HDFS源码之DataNode 启动流程
1. start-dfs.sh
"$HADOOP_PREFIX/sbin/hadoop-daemons.sh"
--config "$HADOOP_CONF_DIR" \
--hostnames "$NAMENODES" \
--script "$bin/hdfs" start namenode $nameStartOpt
2. hadoop-daemons.sh
"$bin/slaves.sh" --config $HADOOP_CONF_DIR cd "$HADOOP_PREFIX" \; "$bin/hadoop-daemon.sh" --config $HADOOP_CONF_DIR "$@"
3. hadoop-daemon.sh
case $command in
namenode|secondarynamenode|datanode|journalnode|dfs|dfsadmin|fsck|balancer|zkfc)
if [ -z "$HADOOP_HDFS_HOME" ]; then
hdfsScript="$HADOOP_PREFIX"/bin/hdfs
else
hdfsScript="$HADOOP_HDFS_HOME"/bin/hdfs
fi
nohup nice -n $HADOOP_NICENESS $hdfsScript --config $HADOOP_CONF_DIR $command "$@" > "$log" 2>&1 < /dev/null &
;;
(*)
nohup nice -n $HADOOP_NICENESS $hadoopScript --config $HADOOP_CONF_DIR $command "$@" > "$log" 2>&1 < /dev/null &
;;
4. hdfs
CLASS='org.apache.hadoop.hdfs.server.datanode.DataNode'
HADOOP_OPTS="$HADOOP_OPTS $HADOOP_NAMENODE_OPTS"
5. DataNode
//首先走main方法
public static void main(String args[]) {
if (DFSUtil.parseHelpArgument(args, DataNode.USAGE, System.out, true)) {
System.exit(0);
}
//执行该方法
secureMain(args, null);
}
//org.apache.hadoop.hdfs.server.datanode.DataNode#secureMain
public static void secureMain(String args[], SecureResources resources) {
int errorCode = 0;
try {
StringUtils.startupShutdownMessage(DataNode.class, args, LOG);
//构建DataNode对象
DataNode datanode = createDataNode(args, null, resources);
if (datanode != null) {
// 与namenode一样,将其加入守护线程
datanode.join();
} else {
errorCode = 1;
//.....
}
}
6. createDataNode
//org.apache.hadoop.hdfs.server.datanode.DataNode#createDataNode()
public static DataNode createDataNode(String args[], Configuration conf,
SecureResources resources) throws IOException {
//实例化datanode对象
DataNode dn = instantiateDataNode(args, conf, resources);
if (dn != null) {
//启动
dn.runDatanodeDaemon();
}
return dn;
}
6.1 instantiateDataNode
//org.apache.hadoop.hdfs.server.datanode.DataNode#instantiateDataNode
public static DataNode instantiateDataNode(String args [], Configuration conf,
SecureResources resources) throws IOException {
if (conf == null)
conf = new HdfsConfiguration();
//......
//从配置文件中读取信息dfs.datanode.data.dir
Collection<StorageLocation> dataLocations = getStorageLocations(conf);
return makeInstance(dataLocations, conf, resources);
}
6.2 makeInstance
//org.apache.hadoop.hdfs.server.datanode.DataNode#makeInstance
/**
* 在确定有一个data目录下,创建datanode实例
* @param dataDirs List of directories, where the new DataNode instance should
* keep its files.
* @param conf Configuration instance to use.

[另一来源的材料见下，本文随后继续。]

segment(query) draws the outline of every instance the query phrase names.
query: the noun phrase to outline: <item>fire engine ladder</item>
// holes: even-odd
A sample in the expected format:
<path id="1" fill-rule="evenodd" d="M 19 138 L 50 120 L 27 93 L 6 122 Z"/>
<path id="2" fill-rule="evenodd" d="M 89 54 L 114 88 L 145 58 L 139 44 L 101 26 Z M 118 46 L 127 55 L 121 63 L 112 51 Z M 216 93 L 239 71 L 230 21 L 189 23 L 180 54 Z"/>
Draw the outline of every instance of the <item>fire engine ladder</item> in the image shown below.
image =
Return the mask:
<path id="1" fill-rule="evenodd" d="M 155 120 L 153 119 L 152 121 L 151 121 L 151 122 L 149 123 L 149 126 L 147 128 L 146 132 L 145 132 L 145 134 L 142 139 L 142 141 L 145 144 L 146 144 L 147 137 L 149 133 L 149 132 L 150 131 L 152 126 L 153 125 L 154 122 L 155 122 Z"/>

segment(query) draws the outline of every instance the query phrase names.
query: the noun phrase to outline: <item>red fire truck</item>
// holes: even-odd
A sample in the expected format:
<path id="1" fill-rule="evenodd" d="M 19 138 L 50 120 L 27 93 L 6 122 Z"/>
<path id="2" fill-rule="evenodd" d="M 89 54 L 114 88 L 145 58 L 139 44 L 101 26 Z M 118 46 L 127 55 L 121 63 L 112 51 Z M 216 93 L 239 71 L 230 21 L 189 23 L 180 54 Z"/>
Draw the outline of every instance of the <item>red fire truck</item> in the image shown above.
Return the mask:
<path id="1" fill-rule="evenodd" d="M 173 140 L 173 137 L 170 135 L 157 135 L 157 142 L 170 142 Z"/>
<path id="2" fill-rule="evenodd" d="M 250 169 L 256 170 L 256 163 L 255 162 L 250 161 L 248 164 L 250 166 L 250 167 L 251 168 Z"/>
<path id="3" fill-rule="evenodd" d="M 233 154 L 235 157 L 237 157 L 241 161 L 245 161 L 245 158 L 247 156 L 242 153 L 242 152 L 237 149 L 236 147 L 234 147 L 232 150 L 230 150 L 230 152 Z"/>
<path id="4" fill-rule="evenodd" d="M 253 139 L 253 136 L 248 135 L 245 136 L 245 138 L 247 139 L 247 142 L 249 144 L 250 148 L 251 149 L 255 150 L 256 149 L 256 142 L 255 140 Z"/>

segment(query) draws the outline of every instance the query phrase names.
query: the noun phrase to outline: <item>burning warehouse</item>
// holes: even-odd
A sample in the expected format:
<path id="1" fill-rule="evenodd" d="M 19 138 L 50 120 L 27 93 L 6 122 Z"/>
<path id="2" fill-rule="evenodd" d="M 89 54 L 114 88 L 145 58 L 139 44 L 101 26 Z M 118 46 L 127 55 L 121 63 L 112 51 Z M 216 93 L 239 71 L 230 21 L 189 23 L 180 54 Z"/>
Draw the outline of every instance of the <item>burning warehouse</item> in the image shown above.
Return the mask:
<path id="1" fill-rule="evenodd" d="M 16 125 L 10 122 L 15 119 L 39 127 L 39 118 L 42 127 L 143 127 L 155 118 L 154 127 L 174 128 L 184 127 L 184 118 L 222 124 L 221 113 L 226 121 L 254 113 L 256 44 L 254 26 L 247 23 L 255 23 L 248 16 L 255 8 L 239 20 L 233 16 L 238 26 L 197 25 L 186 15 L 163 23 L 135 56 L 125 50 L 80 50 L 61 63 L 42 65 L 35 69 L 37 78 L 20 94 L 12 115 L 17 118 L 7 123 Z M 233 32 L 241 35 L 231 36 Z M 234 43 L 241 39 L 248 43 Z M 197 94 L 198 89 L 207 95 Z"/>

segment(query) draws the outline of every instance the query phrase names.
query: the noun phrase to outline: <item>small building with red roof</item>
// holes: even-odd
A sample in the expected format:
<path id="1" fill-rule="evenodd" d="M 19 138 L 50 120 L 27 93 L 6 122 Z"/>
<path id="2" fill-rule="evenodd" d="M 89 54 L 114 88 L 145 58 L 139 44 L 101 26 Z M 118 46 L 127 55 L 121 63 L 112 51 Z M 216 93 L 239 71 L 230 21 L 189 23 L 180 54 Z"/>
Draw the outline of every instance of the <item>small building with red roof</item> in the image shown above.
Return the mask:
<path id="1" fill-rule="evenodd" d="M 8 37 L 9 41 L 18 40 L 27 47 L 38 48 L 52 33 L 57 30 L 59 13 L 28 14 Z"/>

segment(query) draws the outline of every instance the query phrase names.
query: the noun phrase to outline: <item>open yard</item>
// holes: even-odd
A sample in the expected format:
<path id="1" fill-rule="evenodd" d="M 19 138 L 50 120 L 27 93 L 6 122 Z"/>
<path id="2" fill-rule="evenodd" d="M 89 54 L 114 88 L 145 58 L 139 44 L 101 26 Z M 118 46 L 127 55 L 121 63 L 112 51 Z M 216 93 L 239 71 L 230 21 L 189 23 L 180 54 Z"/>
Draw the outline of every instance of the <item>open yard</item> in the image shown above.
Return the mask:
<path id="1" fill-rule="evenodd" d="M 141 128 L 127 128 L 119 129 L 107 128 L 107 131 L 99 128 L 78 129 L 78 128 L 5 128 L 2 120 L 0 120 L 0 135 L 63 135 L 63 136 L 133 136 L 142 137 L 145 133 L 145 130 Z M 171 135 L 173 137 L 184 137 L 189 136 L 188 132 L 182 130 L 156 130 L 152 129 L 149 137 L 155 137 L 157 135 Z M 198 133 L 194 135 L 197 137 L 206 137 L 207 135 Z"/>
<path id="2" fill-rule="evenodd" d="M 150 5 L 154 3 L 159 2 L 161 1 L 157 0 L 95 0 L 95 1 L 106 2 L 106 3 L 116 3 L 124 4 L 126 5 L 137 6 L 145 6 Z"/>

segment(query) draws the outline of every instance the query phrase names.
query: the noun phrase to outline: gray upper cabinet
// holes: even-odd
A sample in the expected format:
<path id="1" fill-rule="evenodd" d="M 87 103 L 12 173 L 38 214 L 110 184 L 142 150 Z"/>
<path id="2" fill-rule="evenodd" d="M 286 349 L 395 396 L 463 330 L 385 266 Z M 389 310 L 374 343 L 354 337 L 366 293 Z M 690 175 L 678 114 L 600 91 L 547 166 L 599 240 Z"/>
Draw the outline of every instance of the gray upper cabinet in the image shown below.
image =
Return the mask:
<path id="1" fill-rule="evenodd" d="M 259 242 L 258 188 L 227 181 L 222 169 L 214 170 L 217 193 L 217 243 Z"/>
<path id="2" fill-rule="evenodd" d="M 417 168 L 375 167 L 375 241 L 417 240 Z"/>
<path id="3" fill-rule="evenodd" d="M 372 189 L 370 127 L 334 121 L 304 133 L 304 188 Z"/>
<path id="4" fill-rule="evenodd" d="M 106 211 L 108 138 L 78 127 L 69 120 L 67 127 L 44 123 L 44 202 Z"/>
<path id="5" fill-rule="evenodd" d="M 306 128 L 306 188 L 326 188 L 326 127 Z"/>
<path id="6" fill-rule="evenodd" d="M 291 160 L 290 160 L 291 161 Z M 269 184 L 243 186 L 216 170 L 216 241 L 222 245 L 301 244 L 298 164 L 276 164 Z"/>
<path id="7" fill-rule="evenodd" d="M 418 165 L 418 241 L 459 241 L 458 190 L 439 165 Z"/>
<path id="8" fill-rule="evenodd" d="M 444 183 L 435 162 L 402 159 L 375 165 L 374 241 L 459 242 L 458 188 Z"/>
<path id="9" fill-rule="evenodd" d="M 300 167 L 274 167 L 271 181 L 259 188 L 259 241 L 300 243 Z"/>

* @param resources Secure resources needed to run under Kerberos
* @return DataNode instance for given list of data dirs and conf, or null if
* no directory from this directory list can be created.
* @throws IOException
*/
static DataNode makeInstance(Collection<StorageLocation> dataDirs,
Configuration conf, SecureResources resources) throws IOException {
//获取本地文件系统
LocalFileSystem localFS = FileSystem.getLocal(conf);
//实例化文件或文件夹的权限管理类
FsPermission permission = new FsPermission(
conf.get(DFS_DATANODE_DATA_DIR_PERMISSION_KEY,
DFS_DATANODE_DATA_DIR_PERMISSION_DEFAULT));
DataNodeDiskChecker dataNodeDiskChecker =
new DataNodeDiskChecker(permission);
//检查配置文件中给定目录下的文件夹或文件,具体是检查权限,并且要保证文件可读
List<StorageLocation> locations =
checkStorageLocations(dataDirs, localFS, dataNodeDiskChecker);
DefaultMetricsSystem.initialize("DataNode");
//如果目录检查不过关,报错
assert locations.size() > 0 : "number of data directories should be > 0";
return new DataNode(conf, locations, resources);
}
6.1.1 DataNode 构造方法
//org.apache.hadoop.hdfs.server.datanode.DataNode#DataNode
startDataNode(conf, dataDirs, resources); //大概在428行
//org.apache.hadoop.hdfs.server.datanode.DataNode#startDataNode
void startDataNode(Configuration conf,
List<StorageLocation> dataDirs,
SecureResources resources
) throws IOException {
//.....
//Data storage information file.
storage = new DataStorage();
// global DN settings
registerMXBean();
initDataXceiver(conf);
startInfoServer(conf);
//java 虚拟机监控
pauseMonitor = new JvmPauseMonitor(conf);
pauseMonitor.start();
// BlockPoolTokenSecretManager is required to create ipc server.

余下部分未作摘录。